Inorganic sulfate is involved in metabolic processes of activation and detoxification of endogenous and exogenous compounds It plasma levels are maintained fairly constant (0.2-0.6 mM/L). Sulfate is excreted mainly by the kidney, via free glomerular filtration, followed by proximal tubular reabsorption with a saturable mechanism. Sulfate retention as a consequence of CKD has long been known. However, no studies have been done in adults to evaluate the relationship with GFR.
Sixty four adult CKD patients (30 males, age 25-85 years, serum creatinine 0.51-6.65 mg/dL). GFR was measured as the renal clearance of 99mTc-DTPA. Plasma creatinine was measured with a standard method, plasma sulfate levels with a turbidimetric method.
Plasma sulfate ranged 0.5-2.32 mM/L (mean 0.94) in men and 0.33-2.03 mM/L (mean 0.84) in women. With decreasing GFR sulfate rose exponentially to a maximum of 2.32 mM/L ( GFR 6.3 mL/min 1.73 m2). A significant correlation was found between plasma sulfate and creatinine (r=0.674). A significant correlations(r=0.651) was also found with GFR. The correlation was closer among men (r=0.70) then women (r=0.58). This finding could be due to a different tubular handling of sulfate related to sex: due to a larger number of tubular transporters, women have higher tubular reabsorption of sulfate which is saturated at higher plasma levels. The correlation of serum creatinine with GFR (r=0.874) was significantly closer than that of plasma sulfate with GFR (Figure).

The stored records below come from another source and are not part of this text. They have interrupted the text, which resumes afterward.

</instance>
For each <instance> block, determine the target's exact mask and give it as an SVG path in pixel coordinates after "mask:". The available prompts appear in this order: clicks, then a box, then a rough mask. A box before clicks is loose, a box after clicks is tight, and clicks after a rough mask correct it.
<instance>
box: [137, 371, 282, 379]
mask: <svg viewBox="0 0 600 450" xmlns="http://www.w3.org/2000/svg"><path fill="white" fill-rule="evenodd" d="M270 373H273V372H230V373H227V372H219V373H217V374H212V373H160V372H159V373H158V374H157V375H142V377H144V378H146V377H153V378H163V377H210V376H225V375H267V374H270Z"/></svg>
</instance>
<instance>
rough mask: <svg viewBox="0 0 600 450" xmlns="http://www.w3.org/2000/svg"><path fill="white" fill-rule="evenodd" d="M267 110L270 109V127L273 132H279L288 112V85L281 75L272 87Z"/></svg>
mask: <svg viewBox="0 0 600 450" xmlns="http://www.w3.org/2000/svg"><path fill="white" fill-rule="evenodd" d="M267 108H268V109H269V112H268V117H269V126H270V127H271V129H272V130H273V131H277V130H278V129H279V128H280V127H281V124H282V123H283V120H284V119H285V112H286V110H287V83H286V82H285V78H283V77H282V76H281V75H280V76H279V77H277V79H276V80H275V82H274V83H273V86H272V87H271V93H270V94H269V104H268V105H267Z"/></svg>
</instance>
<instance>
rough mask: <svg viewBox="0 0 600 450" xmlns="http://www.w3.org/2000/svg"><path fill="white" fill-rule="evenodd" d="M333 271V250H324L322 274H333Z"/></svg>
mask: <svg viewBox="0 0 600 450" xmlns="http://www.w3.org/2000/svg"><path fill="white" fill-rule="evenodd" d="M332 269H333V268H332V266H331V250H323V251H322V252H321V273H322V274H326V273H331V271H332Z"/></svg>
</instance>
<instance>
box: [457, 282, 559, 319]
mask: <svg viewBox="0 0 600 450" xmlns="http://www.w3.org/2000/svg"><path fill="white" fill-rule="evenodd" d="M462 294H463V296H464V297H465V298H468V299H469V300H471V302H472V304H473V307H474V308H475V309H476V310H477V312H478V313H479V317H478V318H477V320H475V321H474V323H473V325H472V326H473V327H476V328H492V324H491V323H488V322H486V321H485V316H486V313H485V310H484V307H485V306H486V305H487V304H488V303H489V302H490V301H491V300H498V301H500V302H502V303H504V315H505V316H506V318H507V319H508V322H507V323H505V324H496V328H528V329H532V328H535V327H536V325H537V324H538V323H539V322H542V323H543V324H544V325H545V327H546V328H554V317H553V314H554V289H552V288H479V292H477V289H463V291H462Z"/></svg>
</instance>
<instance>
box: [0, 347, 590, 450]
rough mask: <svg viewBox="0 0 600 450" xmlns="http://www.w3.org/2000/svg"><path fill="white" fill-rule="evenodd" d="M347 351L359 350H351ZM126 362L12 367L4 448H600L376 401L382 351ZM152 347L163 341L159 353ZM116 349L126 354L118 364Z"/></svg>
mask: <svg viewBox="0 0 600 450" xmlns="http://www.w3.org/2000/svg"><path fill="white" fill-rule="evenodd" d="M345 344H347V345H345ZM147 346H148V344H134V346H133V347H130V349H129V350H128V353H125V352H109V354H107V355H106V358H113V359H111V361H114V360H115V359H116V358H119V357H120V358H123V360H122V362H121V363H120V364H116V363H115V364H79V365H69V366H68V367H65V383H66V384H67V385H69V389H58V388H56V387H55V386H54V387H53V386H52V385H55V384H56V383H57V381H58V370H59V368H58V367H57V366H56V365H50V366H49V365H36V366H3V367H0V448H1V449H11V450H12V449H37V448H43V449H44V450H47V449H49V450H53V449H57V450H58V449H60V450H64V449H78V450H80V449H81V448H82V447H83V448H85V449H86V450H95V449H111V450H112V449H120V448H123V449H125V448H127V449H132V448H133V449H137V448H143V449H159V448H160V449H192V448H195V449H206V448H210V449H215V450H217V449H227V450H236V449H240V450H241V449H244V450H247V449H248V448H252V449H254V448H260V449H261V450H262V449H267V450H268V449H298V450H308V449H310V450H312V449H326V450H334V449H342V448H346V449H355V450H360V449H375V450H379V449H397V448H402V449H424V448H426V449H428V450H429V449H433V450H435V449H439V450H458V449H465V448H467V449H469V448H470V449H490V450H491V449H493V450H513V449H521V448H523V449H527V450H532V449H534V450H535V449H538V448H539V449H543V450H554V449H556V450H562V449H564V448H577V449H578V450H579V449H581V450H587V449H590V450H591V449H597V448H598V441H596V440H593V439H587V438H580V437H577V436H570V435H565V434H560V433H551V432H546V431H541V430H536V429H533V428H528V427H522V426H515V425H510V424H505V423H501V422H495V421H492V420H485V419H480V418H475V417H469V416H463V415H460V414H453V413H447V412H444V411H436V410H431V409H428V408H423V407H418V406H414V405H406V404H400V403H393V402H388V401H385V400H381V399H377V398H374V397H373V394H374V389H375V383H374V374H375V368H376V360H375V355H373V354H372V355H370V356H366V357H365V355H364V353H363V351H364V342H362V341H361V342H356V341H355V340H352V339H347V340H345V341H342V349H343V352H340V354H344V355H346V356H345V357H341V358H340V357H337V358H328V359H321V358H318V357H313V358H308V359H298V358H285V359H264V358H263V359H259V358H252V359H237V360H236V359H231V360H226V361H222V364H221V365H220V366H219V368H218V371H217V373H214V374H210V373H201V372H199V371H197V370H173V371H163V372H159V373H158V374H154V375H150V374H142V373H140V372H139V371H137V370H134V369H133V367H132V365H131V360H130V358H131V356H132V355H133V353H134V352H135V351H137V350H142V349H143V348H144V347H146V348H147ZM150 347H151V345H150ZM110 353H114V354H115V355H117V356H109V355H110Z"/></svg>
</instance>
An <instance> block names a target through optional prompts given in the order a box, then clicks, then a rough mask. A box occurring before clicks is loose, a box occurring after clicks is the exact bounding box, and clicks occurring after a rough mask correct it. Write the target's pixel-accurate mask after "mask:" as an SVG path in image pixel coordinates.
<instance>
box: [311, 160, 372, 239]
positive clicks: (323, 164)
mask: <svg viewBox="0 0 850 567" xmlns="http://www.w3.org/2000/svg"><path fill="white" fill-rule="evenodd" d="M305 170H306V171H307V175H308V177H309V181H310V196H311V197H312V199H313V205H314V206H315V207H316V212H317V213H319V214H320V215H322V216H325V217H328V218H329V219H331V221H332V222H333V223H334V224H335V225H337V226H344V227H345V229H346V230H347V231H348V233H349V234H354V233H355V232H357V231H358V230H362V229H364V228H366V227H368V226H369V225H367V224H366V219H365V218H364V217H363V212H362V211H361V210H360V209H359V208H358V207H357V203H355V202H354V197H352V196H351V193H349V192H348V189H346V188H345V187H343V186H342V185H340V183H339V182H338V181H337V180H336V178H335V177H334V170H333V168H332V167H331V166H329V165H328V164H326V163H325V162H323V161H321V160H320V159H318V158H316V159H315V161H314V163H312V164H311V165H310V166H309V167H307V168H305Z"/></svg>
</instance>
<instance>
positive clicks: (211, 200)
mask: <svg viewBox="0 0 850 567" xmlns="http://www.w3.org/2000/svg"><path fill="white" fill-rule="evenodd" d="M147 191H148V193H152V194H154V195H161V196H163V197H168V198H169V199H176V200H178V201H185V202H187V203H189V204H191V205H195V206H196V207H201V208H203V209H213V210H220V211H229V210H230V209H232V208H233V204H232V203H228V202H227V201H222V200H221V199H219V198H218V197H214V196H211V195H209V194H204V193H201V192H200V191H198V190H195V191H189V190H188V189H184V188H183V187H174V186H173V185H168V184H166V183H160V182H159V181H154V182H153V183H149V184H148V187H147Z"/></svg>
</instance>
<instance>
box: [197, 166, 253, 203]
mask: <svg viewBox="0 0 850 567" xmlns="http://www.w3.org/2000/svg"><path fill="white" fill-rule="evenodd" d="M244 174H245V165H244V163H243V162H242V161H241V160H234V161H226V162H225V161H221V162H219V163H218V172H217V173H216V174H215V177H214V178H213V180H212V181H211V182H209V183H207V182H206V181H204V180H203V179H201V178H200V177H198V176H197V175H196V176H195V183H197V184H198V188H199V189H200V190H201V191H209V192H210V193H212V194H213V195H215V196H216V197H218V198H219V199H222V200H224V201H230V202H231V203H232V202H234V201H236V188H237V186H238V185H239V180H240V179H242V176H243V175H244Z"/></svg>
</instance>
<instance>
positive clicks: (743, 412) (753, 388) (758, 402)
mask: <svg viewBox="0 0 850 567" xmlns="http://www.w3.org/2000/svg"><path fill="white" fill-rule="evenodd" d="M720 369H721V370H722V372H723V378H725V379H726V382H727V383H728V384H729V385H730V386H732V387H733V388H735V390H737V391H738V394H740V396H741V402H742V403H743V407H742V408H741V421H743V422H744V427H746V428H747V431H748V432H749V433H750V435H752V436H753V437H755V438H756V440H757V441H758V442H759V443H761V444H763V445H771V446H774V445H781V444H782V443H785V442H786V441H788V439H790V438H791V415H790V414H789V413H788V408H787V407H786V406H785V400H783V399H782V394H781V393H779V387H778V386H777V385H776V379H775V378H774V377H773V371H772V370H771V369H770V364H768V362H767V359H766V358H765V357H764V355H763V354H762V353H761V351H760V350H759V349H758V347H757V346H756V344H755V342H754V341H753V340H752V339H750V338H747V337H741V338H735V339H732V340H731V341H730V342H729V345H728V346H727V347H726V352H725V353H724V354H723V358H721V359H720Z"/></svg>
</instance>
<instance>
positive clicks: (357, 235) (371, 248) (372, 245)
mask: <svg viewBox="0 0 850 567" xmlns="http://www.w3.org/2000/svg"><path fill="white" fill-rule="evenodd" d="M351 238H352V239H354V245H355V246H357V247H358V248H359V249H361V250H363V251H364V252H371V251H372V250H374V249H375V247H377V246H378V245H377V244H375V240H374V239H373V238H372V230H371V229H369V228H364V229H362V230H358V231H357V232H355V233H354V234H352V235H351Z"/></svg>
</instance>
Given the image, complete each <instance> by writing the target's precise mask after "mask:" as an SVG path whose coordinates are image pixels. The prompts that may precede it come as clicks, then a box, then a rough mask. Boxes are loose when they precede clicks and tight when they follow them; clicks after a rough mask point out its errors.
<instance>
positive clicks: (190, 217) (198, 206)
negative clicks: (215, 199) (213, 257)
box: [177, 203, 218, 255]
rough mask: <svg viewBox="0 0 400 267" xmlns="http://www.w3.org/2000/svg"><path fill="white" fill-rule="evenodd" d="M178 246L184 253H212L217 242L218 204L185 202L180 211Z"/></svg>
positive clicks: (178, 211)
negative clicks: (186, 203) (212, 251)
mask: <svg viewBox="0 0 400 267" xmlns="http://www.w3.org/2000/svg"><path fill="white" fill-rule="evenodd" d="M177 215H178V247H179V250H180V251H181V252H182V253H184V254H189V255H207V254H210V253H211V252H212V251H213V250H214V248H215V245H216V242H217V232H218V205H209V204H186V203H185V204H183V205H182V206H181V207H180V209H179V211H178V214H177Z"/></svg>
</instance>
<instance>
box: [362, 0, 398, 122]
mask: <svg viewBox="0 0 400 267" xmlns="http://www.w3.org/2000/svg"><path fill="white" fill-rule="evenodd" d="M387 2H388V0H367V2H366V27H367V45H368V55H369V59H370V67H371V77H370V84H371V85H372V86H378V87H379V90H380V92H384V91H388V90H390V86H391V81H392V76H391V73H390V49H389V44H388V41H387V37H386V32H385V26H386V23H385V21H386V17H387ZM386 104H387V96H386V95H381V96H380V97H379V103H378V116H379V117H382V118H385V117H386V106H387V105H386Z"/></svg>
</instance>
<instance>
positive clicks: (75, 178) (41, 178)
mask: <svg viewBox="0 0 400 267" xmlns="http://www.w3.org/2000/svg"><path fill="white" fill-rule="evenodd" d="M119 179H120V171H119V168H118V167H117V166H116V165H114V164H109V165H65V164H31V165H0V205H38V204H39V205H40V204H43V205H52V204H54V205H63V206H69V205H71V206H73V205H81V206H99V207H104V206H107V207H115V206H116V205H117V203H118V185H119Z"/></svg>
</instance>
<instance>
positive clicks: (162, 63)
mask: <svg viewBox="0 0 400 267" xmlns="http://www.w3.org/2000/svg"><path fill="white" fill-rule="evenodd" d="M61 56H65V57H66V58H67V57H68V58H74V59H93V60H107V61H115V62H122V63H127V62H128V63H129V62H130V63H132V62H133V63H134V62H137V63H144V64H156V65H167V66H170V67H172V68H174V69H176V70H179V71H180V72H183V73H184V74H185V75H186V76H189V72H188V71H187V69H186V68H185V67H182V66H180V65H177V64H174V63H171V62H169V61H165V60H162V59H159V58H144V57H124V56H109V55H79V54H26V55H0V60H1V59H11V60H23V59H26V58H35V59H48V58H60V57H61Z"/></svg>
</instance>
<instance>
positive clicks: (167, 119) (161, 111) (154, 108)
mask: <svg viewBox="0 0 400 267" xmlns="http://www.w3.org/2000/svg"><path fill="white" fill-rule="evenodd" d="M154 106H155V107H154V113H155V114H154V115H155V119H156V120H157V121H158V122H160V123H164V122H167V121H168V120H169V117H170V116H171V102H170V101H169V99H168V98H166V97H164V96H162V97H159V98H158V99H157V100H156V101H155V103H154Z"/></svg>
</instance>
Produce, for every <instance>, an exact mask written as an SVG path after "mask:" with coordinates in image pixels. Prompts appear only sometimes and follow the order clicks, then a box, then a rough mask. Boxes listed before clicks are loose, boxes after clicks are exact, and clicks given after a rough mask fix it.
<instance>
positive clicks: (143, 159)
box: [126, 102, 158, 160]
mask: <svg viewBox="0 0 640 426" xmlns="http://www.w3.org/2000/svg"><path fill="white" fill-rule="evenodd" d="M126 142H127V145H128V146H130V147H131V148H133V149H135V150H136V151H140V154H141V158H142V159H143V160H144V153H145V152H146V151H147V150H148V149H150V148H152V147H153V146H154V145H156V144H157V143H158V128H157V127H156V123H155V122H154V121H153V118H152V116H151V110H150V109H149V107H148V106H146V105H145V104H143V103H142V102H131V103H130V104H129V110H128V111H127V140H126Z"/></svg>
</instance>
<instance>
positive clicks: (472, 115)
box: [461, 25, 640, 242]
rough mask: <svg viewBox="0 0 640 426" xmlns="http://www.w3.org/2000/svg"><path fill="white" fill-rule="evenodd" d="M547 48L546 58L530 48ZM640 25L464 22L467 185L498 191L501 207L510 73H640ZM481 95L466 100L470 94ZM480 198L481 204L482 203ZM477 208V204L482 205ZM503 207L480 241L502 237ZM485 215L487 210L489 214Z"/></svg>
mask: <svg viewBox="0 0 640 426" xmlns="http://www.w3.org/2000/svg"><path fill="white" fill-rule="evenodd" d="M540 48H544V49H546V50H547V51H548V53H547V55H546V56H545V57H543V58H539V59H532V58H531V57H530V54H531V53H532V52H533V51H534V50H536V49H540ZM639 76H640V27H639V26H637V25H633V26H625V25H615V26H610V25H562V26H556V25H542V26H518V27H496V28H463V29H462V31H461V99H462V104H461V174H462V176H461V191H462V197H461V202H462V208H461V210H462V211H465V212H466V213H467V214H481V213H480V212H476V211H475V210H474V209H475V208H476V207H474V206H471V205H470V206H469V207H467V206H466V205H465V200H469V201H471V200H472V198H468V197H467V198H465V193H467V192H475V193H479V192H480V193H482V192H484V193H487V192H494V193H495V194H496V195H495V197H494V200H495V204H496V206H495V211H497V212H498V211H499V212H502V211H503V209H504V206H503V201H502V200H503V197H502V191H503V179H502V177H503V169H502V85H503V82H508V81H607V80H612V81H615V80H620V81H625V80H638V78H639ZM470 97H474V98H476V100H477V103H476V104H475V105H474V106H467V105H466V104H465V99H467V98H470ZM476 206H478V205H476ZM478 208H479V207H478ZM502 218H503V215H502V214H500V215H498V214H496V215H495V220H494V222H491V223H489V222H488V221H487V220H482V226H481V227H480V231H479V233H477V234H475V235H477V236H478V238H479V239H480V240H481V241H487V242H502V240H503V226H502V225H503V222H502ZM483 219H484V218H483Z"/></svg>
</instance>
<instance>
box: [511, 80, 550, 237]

Plasma sulfate correlates with GFR. Other factors affect this relationship: saturable tubular reabsorption and possibly tubular secretion of sulfate, together with the amount of dietary sulfate. In any case, plasma levels of sulfate should be taken into account in CKD patients, due to their relevance in acid/base equilibrium and detoxication mechanisms.
Correlation of serum creatinine and plasma sulfate with measured GFR.